Seelengrund oder Seelenfunke (lat. Scintilla animae) ist ein Begriff der spätmittelalterlichen Philosophie und Spiritualität, der auch in frühneuzeitlicher geistlicher Literatur vorkommt. Der von Meister Eckhart († 1327/1328) geprägte Ausdruck bezeichnet in einem übertragenen Sinn einen „Ort“ in der menschlichen Seele, an dem nach spirituellen Lehren Gott oder die Gottheit anwesend ist und eine Vereinigung der Gottheit mit der Seele zustande kommen kann.

Übersicht

Schon in der Antike trugen Philosophen und Theologen Thesen vor, die später zu Voraussetzungen und Bestandteilen der mittelalterlichen Lehren vom Seelengrund wurden. Auch die einschlägige mittelalterliche Terminologie geht auf Begriffe dieser Denker zurück. Antike stoische und neuplatonische Philosophen waren der Überzeugung, es gebe in der menschlichen Seele eine steuernde Instanz, die der göttlichen, das Weltall lenkenden Macht analog oder wesensgleich sei.

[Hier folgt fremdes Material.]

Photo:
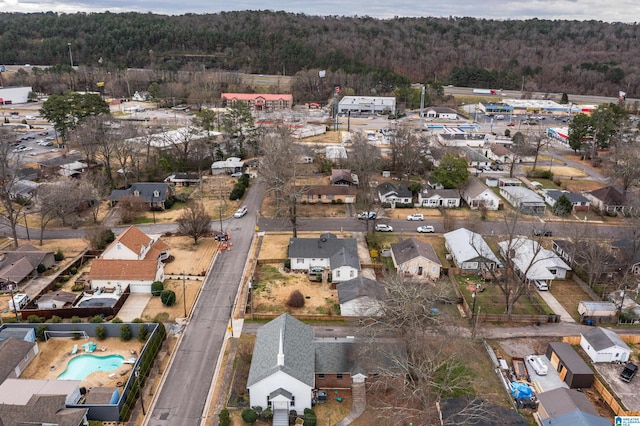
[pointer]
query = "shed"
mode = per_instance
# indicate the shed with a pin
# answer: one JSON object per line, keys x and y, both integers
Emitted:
{"x": 603, "y": 345}
{"x": 570, "y": 366}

Damit wurde die Möglichkeit einer Verbundenheit sterblicher und irrtumsanfälliger Menschen mit dem Bereich des Ewigen, Göttlichen und absolut Wahren begründet. Kirchenschriftsteller griffen philosophische Konzepte vom Verhältnis zwischen Gott und der Seele auf und formten sie in christlichem Sinne um. Der Kirchenvater Augustinus nahm an, es gebe in der Tiefe des menschlichen Geistes einen Bereich, das abditum mentis, in dem ein verborgenes apriorisches Wissen liege.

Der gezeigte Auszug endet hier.